Enrichment for positive associations near telomeres but not centromeres

Of the 65 genes enriched for sites associated with telomere length in whole blood, 12 are located near telomeres (within 4 Mb of a chromosome end): RP11-978I15.10, FAM50B, MAD1L1, CYP2E1, B4GALNT4, DRD4, CEND1, H19, KCNQ1OT1, CREBBP, RP11-1260E13.1 and ADNP2. Methylation levels in all but one of the CpG sites in these 12 loci (RP11-1260E13.1) are positively associated with telomere length, two examples of which are shown in Fig. 3. This represents a significant enrichment of associated genes located in subtelomeric regions (P < 0.01, Fisher's exact test (FET)). In contrast, there is no evidence for any enrichment of associated genes within 4 Mb of centromeres; P > 0.85, FET).
Figure 3

Scatterplots showing examples of positive associations between telomere length (T/S ratio, X-axis) in blood DNA and on the Y-axis, methylation levels at two loci located in subtelomeric regions: A) cg21024264, located 193 kb from chr10 qter within CYP2E1 gene promoter region and B) cg25020933, located 369 kb from chr11 pter within B4GALNT4 gene promoter region.

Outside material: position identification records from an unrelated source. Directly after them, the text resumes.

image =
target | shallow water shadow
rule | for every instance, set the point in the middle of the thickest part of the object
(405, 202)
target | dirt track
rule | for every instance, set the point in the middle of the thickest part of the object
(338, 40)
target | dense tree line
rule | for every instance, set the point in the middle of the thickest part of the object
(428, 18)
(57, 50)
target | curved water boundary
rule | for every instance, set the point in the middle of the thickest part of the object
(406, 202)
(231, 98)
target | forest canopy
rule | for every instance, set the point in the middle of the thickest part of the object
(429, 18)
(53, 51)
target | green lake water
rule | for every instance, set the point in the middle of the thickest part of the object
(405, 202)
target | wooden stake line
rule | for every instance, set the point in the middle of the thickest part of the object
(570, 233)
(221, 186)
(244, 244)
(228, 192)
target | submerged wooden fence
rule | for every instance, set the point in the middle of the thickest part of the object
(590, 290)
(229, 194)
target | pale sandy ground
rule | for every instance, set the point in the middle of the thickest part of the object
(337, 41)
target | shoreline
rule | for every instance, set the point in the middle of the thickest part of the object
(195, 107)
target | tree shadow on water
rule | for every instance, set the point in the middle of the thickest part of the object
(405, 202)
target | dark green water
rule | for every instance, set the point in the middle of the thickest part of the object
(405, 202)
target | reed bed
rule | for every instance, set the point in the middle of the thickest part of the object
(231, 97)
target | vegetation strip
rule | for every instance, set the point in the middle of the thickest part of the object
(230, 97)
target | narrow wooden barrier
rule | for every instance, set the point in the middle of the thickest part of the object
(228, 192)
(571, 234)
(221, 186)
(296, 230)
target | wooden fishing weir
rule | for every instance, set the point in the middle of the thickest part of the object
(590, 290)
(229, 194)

Each point represents the mean T/S ratio of duplicate measurements for an individual DNA sample.

We observed nearly identical results in cell lines. Here, enrichment near telomeres was again significant for positively associated sites but not negatively associated sites (P = 0.012 and P > 0.7, respectively, FET), and not for any associated sites near centromeres (P > 0.85, FET).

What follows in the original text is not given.